Mostrou-se melhor que qualquer outro método para testar os corações que já batem fora do ritmo.

Bastou um simples telefonema (alguns aparelhos ainda têm esta função) da secretária presencial doméstica.

A duração do exame é o tempo de deslocamento entre o local onde os afazeres ficam para depois, a casa,  e a leitura do documento deixado em  domicílio, pelo Ministério Público.

Uma notificação com prazo de cinco dias para comparecer à Promotoria de Canguaretama, e prestar esclarecimentos.

Assunto: investigação criminal com o objetivo de averiguar ilicitude na compra e venda de fazenda em Sagi, em que um senhor, de longo nome espanhol,  e o ex-secretário estadual de saúde, estariam firmando “transações suspeitas”.
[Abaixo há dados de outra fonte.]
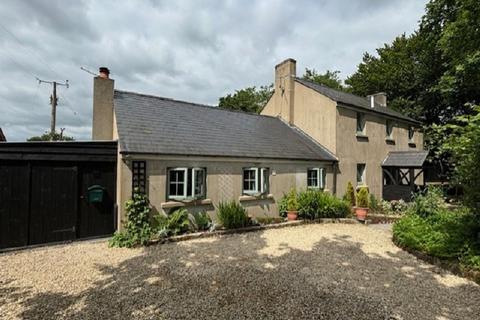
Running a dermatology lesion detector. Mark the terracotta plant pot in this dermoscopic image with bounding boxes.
[355,207,368,221]
[287,211,298,221]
Nome e endereço do ex, conferidos.

Qualificação, idem. Que do cargo ocupado por 1/69 dos anos vividos, ninguém consegue tirar a inhaca.
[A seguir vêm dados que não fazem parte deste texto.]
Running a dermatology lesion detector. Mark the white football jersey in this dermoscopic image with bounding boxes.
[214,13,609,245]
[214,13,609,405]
Local da ocorrência, conhecido em viagem de lazer.

Há bons vint’anos, em passeio pela beira-mar, de buggy, até a boca do Guaju.

Nenhuma recordação se as terras eram agricultáveis ou serviam para criação de zebuínos.

Só relatos de uns índios tabajaras por perto.

Do vendedor (ou comprador), nem a menor e vaga lembrança.

A memória claudica.

Em busca do elo perdido, qualquer maneira de achar, vale a pena.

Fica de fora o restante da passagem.